I also will never get why some people think getting extra time is somehow gaming the system. No amount of time in the world can make people understand material which they don’t know. Extra time simply helps people to better communicate their knowledge.
Having said that, I do support implementing more exams which are accommodating of all students regardless of paperwork. (Take-home exams, more or unlimited time for everyone, etc.) I think it helps PWD and TABs alike, and can also help people who think differently but who may not have a diagnosis, or who may not have all the requisite paperwork filled out. This should not, however, be an excuse for denying PWD who do have paperwork legitimate accommodations.
.-= Sarah´s last blog ..An Autistic By Any Other Name Part II =-.
Sarah – “No amount of time in the world can make people understand material which they don’t know.”

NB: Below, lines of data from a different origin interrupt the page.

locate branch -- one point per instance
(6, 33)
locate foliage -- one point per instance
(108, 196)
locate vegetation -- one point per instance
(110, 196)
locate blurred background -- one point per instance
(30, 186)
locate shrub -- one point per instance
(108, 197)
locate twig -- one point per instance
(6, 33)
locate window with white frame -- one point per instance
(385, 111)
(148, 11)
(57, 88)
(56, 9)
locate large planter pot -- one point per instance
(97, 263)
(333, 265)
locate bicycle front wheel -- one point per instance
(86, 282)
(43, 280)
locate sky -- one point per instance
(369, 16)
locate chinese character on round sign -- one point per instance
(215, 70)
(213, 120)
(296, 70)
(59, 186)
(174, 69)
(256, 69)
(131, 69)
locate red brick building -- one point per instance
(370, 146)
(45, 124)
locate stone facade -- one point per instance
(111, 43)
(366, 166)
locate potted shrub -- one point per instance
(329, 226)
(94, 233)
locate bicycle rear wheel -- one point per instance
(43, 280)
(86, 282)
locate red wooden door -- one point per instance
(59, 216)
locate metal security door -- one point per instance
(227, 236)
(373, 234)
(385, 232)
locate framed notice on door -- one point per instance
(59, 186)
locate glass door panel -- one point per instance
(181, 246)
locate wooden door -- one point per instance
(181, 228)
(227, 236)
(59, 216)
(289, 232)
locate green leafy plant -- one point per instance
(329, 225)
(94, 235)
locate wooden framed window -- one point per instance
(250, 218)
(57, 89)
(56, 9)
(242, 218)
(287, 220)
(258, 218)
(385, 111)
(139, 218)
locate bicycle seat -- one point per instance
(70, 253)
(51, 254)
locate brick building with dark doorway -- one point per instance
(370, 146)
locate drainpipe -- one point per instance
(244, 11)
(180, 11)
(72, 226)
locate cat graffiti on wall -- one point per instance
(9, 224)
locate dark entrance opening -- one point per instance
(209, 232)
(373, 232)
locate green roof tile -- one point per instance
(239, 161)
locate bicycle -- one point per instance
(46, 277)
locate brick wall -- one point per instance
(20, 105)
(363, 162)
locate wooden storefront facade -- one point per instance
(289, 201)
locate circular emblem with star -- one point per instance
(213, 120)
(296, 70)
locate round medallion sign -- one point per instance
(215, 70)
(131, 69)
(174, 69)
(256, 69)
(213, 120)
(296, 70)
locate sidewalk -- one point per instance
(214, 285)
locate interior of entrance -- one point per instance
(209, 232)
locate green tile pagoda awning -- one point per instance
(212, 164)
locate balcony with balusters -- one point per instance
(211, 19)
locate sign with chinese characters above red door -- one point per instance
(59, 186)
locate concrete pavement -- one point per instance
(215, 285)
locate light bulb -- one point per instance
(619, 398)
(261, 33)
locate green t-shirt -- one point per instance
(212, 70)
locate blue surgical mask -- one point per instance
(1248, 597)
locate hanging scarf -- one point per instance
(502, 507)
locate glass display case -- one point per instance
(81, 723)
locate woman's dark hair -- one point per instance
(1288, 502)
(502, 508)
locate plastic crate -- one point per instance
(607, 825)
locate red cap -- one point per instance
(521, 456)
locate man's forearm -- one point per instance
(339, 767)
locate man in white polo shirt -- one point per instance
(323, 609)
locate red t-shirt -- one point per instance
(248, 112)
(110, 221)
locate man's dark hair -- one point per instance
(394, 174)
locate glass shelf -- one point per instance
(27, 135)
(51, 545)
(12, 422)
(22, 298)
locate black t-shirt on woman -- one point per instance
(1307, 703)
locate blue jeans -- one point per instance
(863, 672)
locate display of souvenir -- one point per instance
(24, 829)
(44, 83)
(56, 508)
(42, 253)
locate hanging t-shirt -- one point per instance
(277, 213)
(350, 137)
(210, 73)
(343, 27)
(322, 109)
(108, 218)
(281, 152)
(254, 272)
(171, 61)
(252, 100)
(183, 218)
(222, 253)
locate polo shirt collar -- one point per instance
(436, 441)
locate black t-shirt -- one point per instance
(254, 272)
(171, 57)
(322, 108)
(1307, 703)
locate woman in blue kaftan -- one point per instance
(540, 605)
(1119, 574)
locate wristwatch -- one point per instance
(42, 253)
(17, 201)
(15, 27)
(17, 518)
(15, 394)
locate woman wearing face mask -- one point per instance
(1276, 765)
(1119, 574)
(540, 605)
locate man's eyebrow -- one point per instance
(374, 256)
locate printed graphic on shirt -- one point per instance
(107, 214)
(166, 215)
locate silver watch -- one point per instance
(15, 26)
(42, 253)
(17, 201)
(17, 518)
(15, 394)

Very true. I don’t need extra time on exams, but I have had many quizzes/tests in French/various sciences/etc where I just don’t know the information. (This semester, it’s been French vocab. “Je ne sais pas!!!” is my answer.) Of course, there are tests where you walk out, go do something else, and then wham! “Oh, the answer was that.”
Those comments hit all the spots – “What will she do in the “real world”?” “Why is she an athlete?”
“She’s lying.”
When I got accommodations for a test, it was actually the opposite of her issues – I couldn’t sit there waiting for everyone to finish. I took one test in a closet, since no one is allowed to leave early. So I was a class of one.
Also, I’m blushing. Be careful, I’m sure my blog is littered with ableist language.
.-= Kaitlyn´s last blog ..It’s so nice when one pic sums up your day =-.
Marley – I knew before I clicked to read them that I’d end up frothing and angry, but it was like… trainwreck syndrome (is that what it’s called? I don’t know if I’m remembering correctly). I didn’t read them all, though. I couldn’t stomach that many.
I agree with you about society.
Thanks for the link and sorry about the typos.
The comments on that last article make me inarticulate with rage. I know learning disabilities and ADD/ADHD often aren’t seen are real disabilities, but they are real and I hate to see this student being treated this way.
.-= thetroubleis´s last blog ..What It Is To Be A Monster =-.
Argh, NOT READING THE COMMENTS. I can only imagine.
It occurred to me just the other day that it’s no wonder I found university difficult—it is shaped to a very narrow, particular way of learning, and if that isn’t how you learn, too bad. You go and sit in a fluorescent-lit, poorly-ventilated room while someone talks at you for three hours. And coursework consists of essays you work on individually, or else exams you work on individually with a very short time limit.
It’s an environment that is not even conducive to learning for many “normal” people, let alone people with disabilities.